Final answer:
The output intervals for the inverse trigonometric functions are: for y=sin−1 x it is [-π/2, π/2], for y=cos−1 x it is [0, π], and for y=tan−1 x it is (-π/2, π/2) (not including π/2). These intervals ensure that the functions have a single output for any given input.
Step-by-step explanation:
For each inverse trigonometric function, there is an interval in which the output must fall to be considered valid. This restriction ensures that each function has only one output for a given input, which is necessary since functions in mathematics are defined to have exactly one output for each input.
- Sine inverse (y=sin−1 x): The output y must be in the interval [-π/2, π/2], which corresponds to angles that lie in the first and fourth quadrants where the sine function is increasing.

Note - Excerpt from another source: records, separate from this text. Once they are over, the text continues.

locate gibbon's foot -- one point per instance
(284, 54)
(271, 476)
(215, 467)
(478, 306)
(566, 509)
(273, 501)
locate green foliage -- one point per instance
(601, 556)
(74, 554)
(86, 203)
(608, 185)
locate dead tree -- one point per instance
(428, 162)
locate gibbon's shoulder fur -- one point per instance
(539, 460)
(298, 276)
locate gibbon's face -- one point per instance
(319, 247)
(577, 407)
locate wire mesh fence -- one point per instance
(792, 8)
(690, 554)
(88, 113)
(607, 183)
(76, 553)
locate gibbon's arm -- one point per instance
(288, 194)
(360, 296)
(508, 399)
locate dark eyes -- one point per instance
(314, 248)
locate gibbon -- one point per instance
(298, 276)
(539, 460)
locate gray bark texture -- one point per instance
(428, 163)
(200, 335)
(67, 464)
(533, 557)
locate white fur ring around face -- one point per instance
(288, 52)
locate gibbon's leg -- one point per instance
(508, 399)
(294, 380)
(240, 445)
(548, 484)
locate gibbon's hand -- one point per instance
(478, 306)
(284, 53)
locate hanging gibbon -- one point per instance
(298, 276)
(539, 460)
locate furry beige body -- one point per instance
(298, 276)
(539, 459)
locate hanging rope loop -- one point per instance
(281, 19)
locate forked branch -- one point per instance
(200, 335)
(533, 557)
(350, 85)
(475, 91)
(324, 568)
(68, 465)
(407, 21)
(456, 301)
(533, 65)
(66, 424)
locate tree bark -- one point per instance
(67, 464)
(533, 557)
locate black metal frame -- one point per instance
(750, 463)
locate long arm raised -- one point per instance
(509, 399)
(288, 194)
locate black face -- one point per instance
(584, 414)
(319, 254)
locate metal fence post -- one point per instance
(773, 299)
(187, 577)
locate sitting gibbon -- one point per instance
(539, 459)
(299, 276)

- Cosine inverse (y=cos−1 x): The output y must be in the interval [0, π], covering angles from the first and second quadrants where the cosine function is decreasing.
- Tangent inverse (y=tan−1 x): The output y must be in the interval [ -π/2, π/2 ] but not including π/2 itself, capturing the angles where the tangent function is increasing from negative infinity to positive infinity.
These intervals are chosen based on the periodic nature of trigonometric functions and their graphs, which oscillate and repeat over intervals. For sine and cosine functions, the principal range is chosen so that every possible output value corresponds to exactly one angle in the interval, preserving the function property. The same logic applies to the tangent function, even though its graph has vertical asymptotes and repeats every π radians.